Eneas envió á Vénulo para pedir auxilio á Diomedes, cuyos compañeros se convirtieron en aves: Vénulo no alcanzó el socorro, y vino mal despachado, y á su vuelta pasó por el sitio en que en otro tiempo un pastor habia sido convertido en acebuche. Las naves de Eneas en un combate fueron transformadas en Ninfas, como tambien lo fue Ardea en ave despues de la muerte de Turno, y el mismo Eneas fue hecho Dios Indígete.
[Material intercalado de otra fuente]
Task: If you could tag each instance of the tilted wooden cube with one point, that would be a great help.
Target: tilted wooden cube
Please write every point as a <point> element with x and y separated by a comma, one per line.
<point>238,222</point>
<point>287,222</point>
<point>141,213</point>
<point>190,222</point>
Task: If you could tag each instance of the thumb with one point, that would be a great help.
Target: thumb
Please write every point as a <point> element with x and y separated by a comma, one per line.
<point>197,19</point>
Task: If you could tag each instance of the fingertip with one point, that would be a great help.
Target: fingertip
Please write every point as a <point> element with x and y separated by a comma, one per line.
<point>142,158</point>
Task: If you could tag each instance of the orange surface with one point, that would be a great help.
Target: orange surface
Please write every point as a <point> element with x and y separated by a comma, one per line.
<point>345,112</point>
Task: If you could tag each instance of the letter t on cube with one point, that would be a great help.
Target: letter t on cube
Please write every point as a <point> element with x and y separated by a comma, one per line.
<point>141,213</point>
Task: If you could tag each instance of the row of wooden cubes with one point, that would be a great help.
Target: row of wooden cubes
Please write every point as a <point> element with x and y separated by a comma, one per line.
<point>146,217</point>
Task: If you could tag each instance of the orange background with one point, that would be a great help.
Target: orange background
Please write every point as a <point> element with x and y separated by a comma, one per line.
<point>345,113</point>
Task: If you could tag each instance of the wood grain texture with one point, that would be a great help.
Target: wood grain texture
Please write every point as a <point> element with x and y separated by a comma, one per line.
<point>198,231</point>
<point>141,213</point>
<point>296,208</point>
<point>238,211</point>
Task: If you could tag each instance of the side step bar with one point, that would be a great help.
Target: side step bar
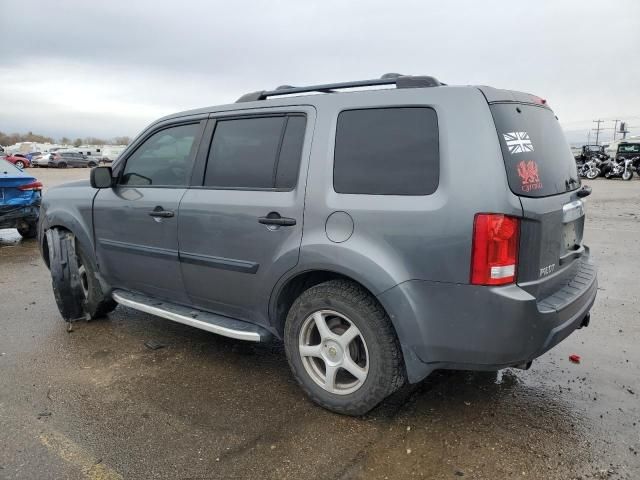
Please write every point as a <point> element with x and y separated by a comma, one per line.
<point>210,322</point>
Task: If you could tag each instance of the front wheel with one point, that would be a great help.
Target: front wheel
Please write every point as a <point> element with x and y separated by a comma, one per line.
<point>342,348</point>
<point>76,286</point>
<point>593,173</point>
<point>29,230</point>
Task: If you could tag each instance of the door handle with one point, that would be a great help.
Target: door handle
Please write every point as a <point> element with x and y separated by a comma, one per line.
<point>160,212</point>
<point>274,218</point>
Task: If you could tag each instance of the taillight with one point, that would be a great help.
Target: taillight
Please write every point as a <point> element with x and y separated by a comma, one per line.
<point>494,254</point>
<point>31,186</point>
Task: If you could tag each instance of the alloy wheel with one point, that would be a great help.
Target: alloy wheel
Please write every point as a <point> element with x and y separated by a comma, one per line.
<point>333,352</point>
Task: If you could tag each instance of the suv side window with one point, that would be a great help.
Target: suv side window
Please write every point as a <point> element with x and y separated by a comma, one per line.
<point>256,152</point>
<point>387,151</point>
<point>165,158</point>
Sucediéronle otros Reyes; y en el tiempo de Proca, uno de ellos, floreció Pomona, á la cual amaba el Dios Vertumno, que tomando la figura de una vieja, y contándola el suceso de Anaxarete, que habia sido transformada en peñasco, la persuadió y conquistó, tomando despues su propia figura de jóven. Andando el tiempo, en el reinado de Numitor las aguas frias se volvieron cálidas, y su sucesor Rómulo fue reverenciado con el nombre de Quirino, y su muger Hersilia con el de Diosa Ora.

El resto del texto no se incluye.